I remember when I took plastics shop at CSU Long Beach. One of the projects (one of two involving polyester thermoset) was a fiberglass bowl. Mine ended up with some voids, and the professor pointed me to a bag of phenolic microballoons, and directed me to mix them up with some polyester resin, to produce a putty. It worked, although I needed to put a coat of paint on the bowl, in order to make it presentable.

I kind of have my doubts that any fillers would be needed beyond the natural viscosity of ordinary 5min. epoxy.
 
I can imagine using epoxy with fiberglass when maximum flexibility is desired, but the stuff normally used for fiberglassing is polyester thermoset, rather than epoxy.

I'm picturing this as a flexible plastic panel. If I am correct, then what I wrote was correct. You don't want to patch flexible plastic with rigid plastic, as they will flex apart. Likewise you need to use rubberizer in any paint used on a flexible part like a bumper cover.
 
The skirting isn't flexible in the sense of being rubbery, or in the sense of being like a bumper cover. It felt like perfectly ordinary ABS.

I started, back in the middle of August, by sanding down the bits that had been raised, and then troweling in some 5-minute epoxy (Gorilla brand).

Then, once that was fully cured, I sanded it smooth, and applied some of the touch-up paint I'd bought to camouflage the wire I'd routed through the door jamb, for my "flap ajar" indicator. Since I hardly needed clear-coat to camouflage a wire and some Gorilla tape in a door-jamb, I hadn't bought any (the touch-up paint was expensive enough, at a fraction of what the dealer had wanted). So I went looking for clear-coat, and found that O'Reilly and the other "usual suspects" only had it in spray cans.

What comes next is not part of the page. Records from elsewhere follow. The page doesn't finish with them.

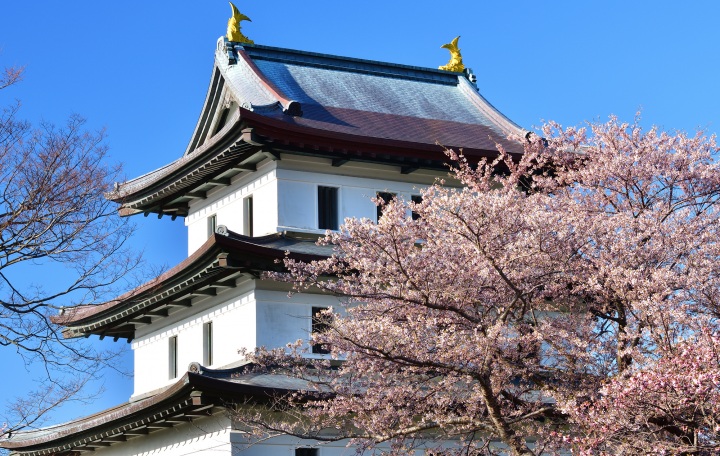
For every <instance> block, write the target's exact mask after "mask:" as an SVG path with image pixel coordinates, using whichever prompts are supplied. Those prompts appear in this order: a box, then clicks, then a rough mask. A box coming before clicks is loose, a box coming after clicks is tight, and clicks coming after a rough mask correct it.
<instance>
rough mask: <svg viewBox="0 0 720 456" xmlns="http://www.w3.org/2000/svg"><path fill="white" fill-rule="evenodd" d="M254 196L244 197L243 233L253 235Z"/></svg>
mask: <svg viewBox="0 0 720 456" xmlns="http://www.w3.org/2000/svg"><path fill="white" fill-rule="evenodd" d="M253 223H254V222H253V204H252V196H247V197H245V198H243V234H244V235H245V236H250V237H252V235H253V234H252V233H253Z"/></svg>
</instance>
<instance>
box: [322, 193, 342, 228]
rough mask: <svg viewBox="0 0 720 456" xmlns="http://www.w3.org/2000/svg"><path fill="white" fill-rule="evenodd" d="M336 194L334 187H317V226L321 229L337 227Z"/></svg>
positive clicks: (336, 198) (336, 201)
mask: <svg viewBox="0 0 720 456" xmlns="http://www.w3.org/2000/svg"><path fill="white" fill-rule="evenodd" d="M337 194H338V189H337V188H336V187H318V228H319V229H321V230H337V229H338V198H337Z"/></svg>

So I shot the clear-coat, and quickly found that I'd botched the first attempt: it started peeling almost instantly, especially where I'd tried to feather it out. I hadn't taken into account that the car had been Cila-Jetted prior to purchase.

The failed clear-coat came off very easily, a little over a week ago, and I wet-sanded the immediate area, this time biting the proverbial bullet and masking for hard edges on both the sanding and the clear-coat, and going deep enough to get into the factory clear-coat. Then I shot it again, this time not touching it until it had cured for over a week.

This morning, I had time to try and polish out the "lines of demarcation" at the edges of the new clear-coat, and then after hemming and hawing over "ceramic" waxes, I bought some stuff in a spray bottle from Turtle Wax, that was on sale for $2 off the regular price.